Microsoft executives and teams now reporting to Bell are:
- Bret Arsenault, chief information security officer; who previously reported to Scott Guthrie, executive vice president of Cloud + AI;
- Joy Chik, corporate vice president for Microsoft Identity, who reported previously to Guthrie.
- Bharat Shah, corporate vice president for cloud security, who also reported previously to Guthrie.
The language in Bell’s LinkedIn post was, in some ways, reminiscent of Gates’ memo.
“As digital services have become an integral part of our lives, we’re outstripping our ability to provide security and safety,” he wrote. “It’s constantly highlighted in the headlines we see every day: fraud, theft, ransomware attacks, public exposure of private data, and even attacks against physical infrastructure.”
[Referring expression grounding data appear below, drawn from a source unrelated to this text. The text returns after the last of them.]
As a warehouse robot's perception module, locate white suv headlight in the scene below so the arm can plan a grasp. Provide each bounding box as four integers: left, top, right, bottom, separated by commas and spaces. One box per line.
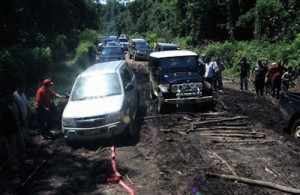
106, 112, 122, 124
62, 118, 76, 127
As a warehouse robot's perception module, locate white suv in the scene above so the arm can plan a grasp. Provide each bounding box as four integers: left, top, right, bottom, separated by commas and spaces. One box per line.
62, 60, 139, 142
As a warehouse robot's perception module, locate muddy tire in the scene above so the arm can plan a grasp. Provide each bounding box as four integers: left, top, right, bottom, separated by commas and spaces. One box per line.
126, 120, 140, 143
150, 84, 156, 100
291, 119, 300, 139
157, 97, 168, 114
133, 53, 138, 61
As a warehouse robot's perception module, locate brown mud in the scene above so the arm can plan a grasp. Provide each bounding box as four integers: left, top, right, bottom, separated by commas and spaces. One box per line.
0, 60, 300, 195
He added, “This has been weighing on my mind and the best way I can think to describe it is ‘digital medievalism,’ where organizations and individuals each depend on the walls of their castles and the strength of their citizens against bad actors who can simply retreat to their own castle with the spoils of an attack.”
“We all want a world where safety is an invariant, something that is always true, and we can constantly prove we have,” he wrote. “We all want digital civilization.”
Updates: Added information on Microsoft’s Digital Crimes unit and related activities. Corrected to remove reference to Harv Bhela, who had been one of Bell’s direct reports but recently left to become NetApp’s chief product officer.